Can I get access to Claude Mythos 5?

Only through Project Glasswing, and only if approved - there is no self-serve sign-up. It targets defensive cybersecurity teams, infrastructure providers and vetted biomedical researchers. To request access you contact your Anthropic, AWS or Google Cloud account team. Everyone else uses Claude Fable 5, which offers the same capabilities.

Is Mythos 5 more powerful than Fable 5?

No. It is literally the same model with the same weights and capabilities. Mythos 5 simply has the safety-classifier layer lifted so approved users can work on sensitive cybersecurity and biology topics without deflection. For general tasks the two would produce the same quality of output.

What do Fable 5's safety classifiers actually block?

They target a narrow set of high-risk areas - cybersecurity, biology and chemistry, and model distillation. When triggered (under 5% of sessions on average), the request is routed to a response from Claude Opus 4.8 instead. They are tuned conservatively, so they occasionally catch harmless requests, and in testing Fable 5 complied with zero harmful single-turn cyberattack requests.

Do Fable 5's safeguards make it worse for normal work?

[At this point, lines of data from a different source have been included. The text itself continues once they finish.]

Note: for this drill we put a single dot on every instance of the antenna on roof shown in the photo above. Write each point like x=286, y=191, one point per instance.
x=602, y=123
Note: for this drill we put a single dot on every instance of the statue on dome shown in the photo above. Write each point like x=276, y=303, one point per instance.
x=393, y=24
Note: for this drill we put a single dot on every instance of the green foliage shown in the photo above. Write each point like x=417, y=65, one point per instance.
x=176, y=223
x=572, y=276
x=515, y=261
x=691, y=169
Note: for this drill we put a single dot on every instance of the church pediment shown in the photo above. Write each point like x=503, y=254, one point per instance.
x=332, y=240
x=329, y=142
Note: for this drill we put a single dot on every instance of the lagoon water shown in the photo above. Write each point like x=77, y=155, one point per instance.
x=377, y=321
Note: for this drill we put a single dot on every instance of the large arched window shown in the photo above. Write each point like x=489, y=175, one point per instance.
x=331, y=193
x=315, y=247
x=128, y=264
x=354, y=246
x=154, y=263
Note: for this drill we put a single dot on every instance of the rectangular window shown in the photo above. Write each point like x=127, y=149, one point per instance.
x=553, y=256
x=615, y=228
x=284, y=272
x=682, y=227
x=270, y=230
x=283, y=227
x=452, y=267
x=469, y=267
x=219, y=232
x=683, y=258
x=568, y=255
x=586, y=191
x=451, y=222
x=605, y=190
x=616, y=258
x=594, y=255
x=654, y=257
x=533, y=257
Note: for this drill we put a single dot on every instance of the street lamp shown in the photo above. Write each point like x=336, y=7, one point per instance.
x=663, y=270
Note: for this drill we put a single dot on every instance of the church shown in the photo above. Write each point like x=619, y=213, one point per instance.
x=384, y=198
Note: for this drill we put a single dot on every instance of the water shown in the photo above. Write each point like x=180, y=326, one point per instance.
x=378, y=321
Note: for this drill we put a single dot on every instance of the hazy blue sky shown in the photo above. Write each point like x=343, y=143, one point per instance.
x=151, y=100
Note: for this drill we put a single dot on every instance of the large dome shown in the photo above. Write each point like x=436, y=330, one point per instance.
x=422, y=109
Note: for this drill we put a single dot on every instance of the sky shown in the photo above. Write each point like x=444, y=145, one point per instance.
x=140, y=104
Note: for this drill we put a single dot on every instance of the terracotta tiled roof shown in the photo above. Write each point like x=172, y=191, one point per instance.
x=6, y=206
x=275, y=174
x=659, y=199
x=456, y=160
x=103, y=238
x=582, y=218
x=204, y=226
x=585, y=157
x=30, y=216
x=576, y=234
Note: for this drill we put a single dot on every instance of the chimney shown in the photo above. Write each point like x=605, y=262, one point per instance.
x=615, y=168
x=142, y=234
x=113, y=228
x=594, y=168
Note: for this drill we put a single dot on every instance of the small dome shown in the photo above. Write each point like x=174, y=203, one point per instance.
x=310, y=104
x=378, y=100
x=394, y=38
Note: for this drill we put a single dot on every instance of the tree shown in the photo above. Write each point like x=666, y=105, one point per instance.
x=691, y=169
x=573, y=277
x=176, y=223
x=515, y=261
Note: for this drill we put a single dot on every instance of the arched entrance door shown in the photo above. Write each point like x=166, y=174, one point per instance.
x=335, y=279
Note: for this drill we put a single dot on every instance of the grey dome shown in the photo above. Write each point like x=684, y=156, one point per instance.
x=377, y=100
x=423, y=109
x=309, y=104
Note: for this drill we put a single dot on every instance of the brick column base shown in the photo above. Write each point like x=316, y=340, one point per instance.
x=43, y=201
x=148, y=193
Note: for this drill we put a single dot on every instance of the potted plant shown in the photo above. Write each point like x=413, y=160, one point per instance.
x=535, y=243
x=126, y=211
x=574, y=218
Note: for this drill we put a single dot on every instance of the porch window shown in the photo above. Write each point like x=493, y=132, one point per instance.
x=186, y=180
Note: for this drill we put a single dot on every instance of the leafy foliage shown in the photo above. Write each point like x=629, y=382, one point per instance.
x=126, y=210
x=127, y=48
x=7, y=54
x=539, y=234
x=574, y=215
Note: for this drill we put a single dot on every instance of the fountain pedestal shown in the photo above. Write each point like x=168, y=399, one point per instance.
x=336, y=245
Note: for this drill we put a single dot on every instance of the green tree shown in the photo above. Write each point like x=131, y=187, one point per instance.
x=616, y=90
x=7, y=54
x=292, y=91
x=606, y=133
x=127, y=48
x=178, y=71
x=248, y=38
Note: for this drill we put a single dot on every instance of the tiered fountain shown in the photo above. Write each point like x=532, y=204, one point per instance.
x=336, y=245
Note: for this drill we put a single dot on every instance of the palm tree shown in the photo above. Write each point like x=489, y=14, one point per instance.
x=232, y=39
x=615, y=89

Not noticeably. The classifiers fire in under 5% of sessions and only around specific sensitive topics; ordinary chat, writing, analysis and coding are unaffected. When a refusal does happen, the API returns it cleanly (stop_reason "refusal"), the request is free, and you can fall back to another Claude model automatically. The safeguards are what make public access to a Mythos-class model possible.

Why did Anthropic pause and then redeploy Fable 5?

Three days after launch, US export controls plus a discovered safeguard bypass (found by Amazon researchers) led Anthropic to suspend both models. Testing showed every frontier model checked could produce the same demonstration, not just Fable 5. It redeployed around July 1, 2026 with a new classifier blocking the bypass in over 99% of cases and a HackerOne bounty program for future jailbreaks.